Me contaron que Louie sabía manejar la navaja como nadie. Pero, al contrario que otros muchachos de su edad, no solía realizar demostraciones gratuitas de su habilidad en presencia de los mayores. Louie no se mostraba taciturno ni huraño, pero tampoco era el alma de las fiestas. Quizá por esa razón congenié con él muy pronto. En una ocasión, estábamos jugando a los dados en la taberna de Malloy, un diminuto negro con gafas que tenía dos escopetas de cañones recortados ocultas bajo los extremos de la barra, cuando se nos acercó Craig Martin, hombre de confianza del señor Renfield. Martin era un hombre alto y musculoso, y de la comisura de sus labios siempre le colgaba un cigarro puro a punto de consumirse por completo. En la mesa había un puñado de dólares, y conmigo estaban jugando tres amigos. Louie estaba sentado a mis espaldas, mirando por encima del hombro, en silencio. Craig Martin permaneció observándonos durante unos minutos mientras los dados tamborileaban en el cubilete y el escaso dinero pasaba de unas manos a otras, hasta que dijo:
—Veo que algunos necesitáis pasta.
Ninguno de nosotros volvió la cabeza. Permanecimos callados y seguimos jugando como si tal cosa.

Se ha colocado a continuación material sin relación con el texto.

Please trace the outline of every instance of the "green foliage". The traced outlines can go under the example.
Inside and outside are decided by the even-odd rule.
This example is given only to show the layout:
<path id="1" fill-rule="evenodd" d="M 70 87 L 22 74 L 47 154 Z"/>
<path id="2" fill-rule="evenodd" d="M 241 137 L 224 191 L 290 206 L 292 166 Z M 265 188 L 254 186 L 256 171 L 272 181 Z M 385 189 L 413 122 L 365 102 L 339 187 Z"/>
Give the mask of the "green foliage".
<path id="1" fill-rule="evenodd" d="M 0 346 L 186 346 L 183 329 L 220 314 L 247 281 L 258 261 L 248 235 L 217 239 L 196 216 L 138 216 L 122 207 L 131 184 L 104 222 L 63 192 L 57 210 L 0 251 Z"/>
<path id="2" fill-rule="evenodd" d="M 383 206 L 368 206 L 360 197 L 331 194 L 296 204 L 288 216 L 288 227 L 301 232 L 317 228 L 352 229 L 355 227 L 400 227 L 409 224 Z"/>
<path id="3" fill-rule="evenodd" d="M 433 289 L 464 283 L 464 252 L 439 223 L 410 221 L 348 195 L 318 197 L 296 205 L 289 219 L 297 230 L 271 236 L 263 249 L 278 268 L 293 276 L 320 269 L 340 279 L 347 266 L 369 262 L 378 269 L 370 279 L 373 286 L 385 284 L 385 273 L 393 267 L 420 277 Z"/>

—Aunque quizá no tengáis prisa por ganarla —continuó.
—No demasiada —dijo uno de los chicos, Lucius Wayne, a quien llamábamos Cara de Rata—. A algunos nos sale la pasta por las orejas —y señaló el montoncito de dólares que había acumulado en su regazo. La última mano se le había dado bien.
Craig Martin masticó el puro y se echó a reír.

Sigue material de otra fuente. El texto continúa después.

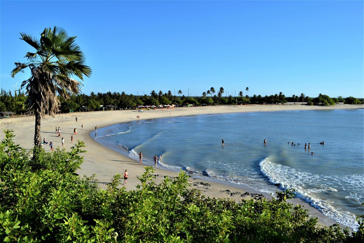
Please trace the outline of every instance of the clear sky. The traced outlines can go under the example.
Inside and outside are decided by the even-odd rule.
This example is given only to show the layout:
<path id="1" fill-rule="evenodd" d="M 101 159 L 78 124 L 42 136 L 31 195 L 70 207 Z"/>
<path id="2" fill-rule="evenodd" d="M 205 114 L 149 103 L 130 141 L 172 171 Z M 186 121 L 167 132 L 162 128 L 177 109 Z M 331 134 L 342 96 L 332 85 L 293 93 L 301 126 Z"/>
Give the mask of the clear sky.
<path id="1" fill-rule="evenodd" d="M 252 95 L 364 97 L 362 1 L 0 3 L 6 90 L 29 75 L 10 75 L 34 50 L 19 32 L 39 38 L 57 26 L 77 36 L 92 69 L 85 94 L 248 87 Z"/>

—Sois una panda de mierdecillas —dijo. Dio media vuelta y se acercó a la barra para hablar con Malloy. Intercambiaron unas palabras, y el negro le dio una botella de whisky de centeno y una llave. Martin se dirigió a una puerta, la abrió y desapareció por ella.
—Pero ¿quién se ha creído que somos ese hijo de perra? —dijo Cara de Rata.
—Se ha creído lo que somos en realidad, una panda de mierdecillas —respondió Louie, y mis amigos lo miraron con malos ojos.
—Cállate, Kitty. ¿Es que quieres tener problemas con nosotros? —dijo Cara de Rata.
—Venga, vamos a echar un trago todos, ¿de acuerdo? —dije yo, y le hice una señal a Malloy para que nos sirviera unas jarras de cerveza.
Louie se levantó de la mesa tranquilamente y se fue hacia la puerta por donde había entrado Craig Martin.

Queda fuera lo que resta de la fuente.